累風庵閑日録

本と日常の徒然

『久山秀子探偵小説選III』 論創社

●『久山秀子探偵小説選III』 論創社 読了。

 ちょいと惜しい作品集である。「月光の曲」は、中絶が惜しい。スピーディーな展開を楽しく読んだが、数々の謎が投げっ放しにされたままである。雷巡査山本君、転じて怒れる牡牛、山本枯松刑事の造形が愉快。

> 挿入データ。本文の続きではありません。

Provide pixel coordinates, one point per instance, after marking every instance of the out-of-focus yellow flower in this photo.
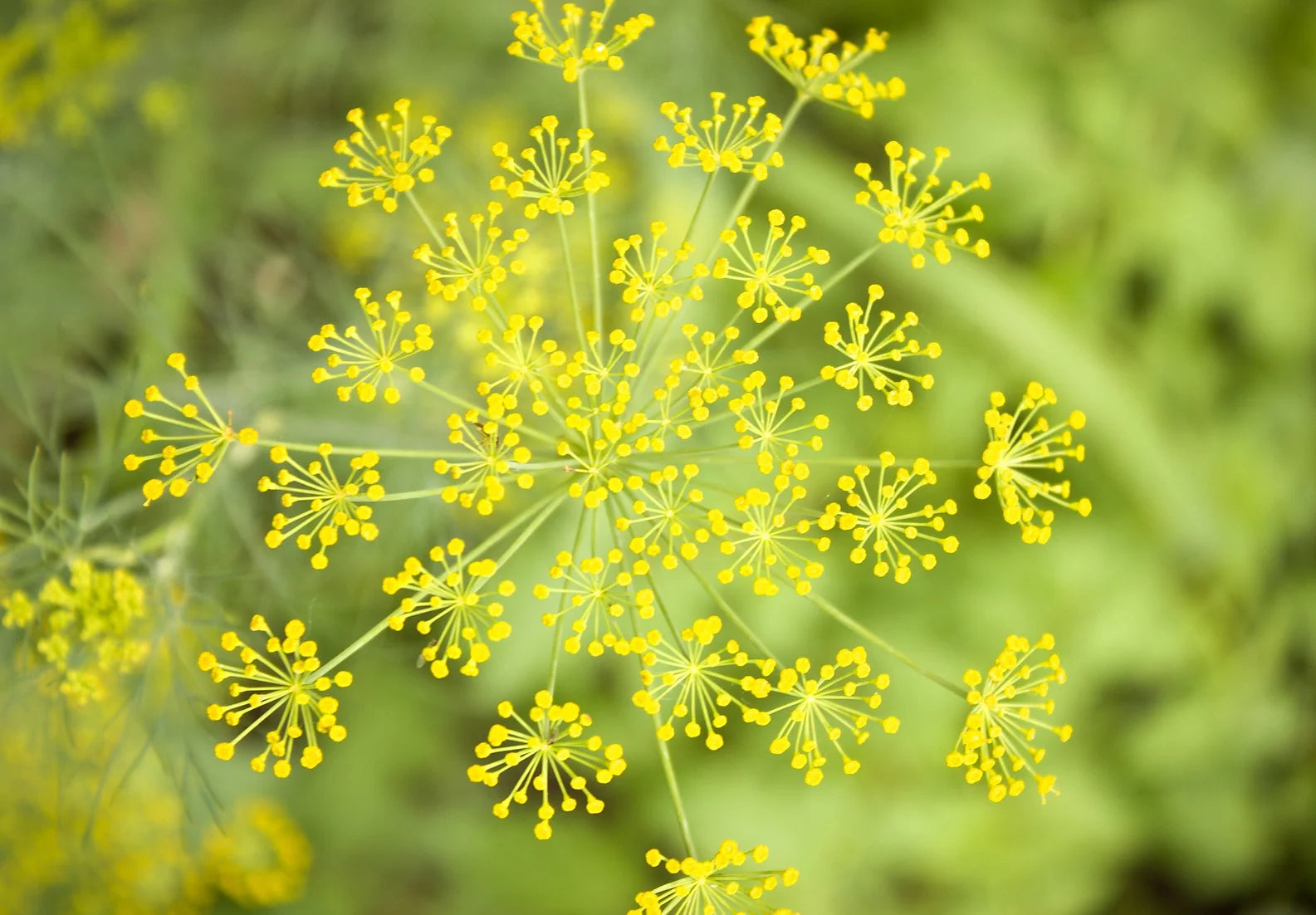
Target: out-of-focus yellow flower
(574, 44)
(922, 219)
(260, 858)
(549, 755)
(872, 357)
(765, 544)
(491, 451)
(384, 169)
(281, 687)
(816, 71)
(719, 141)
(193, 445)
(83, 631)
(1023, 447)
(1008, 707)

 梅由兵衛捕物噺のシリーズは、雰囲気は明朗、展開は快調、キャラクターは魅力的、ちょっとした捻りやロジックの面白さもある。だが、惜しいことにどれもこれも十ページほどの小品なので。結末があっけなかったり、省略が過ぎたりの作品が多い。もう少しじっくり読みたいと思ってしまう。

 シリーズ中で一番気に入ったのが、なんだそりゃ、という内容の「与太郎の恋」である。かっぱらいの与太郎が主人公由兵衛に財布を渡して告げた「あの子に渡してくれ」の言葉。この作品はなんと、その「あの子」とは誰なのかを推理する話なのである。他に、「死出の股旅」も気に入った。いつもの三倍、三十ページの分量を確保してきちんと犯人探しミステリを構成し、その上人間関係の意外さまでも盛り込んである。

●いろいろあって、住民税が還付された。ぎりぎり六桁に達しないという結構な額だ。もちろん裕福になったわけではない。払い過ぎた金が戻って来たのだから、マイナスがゼロになっただけである。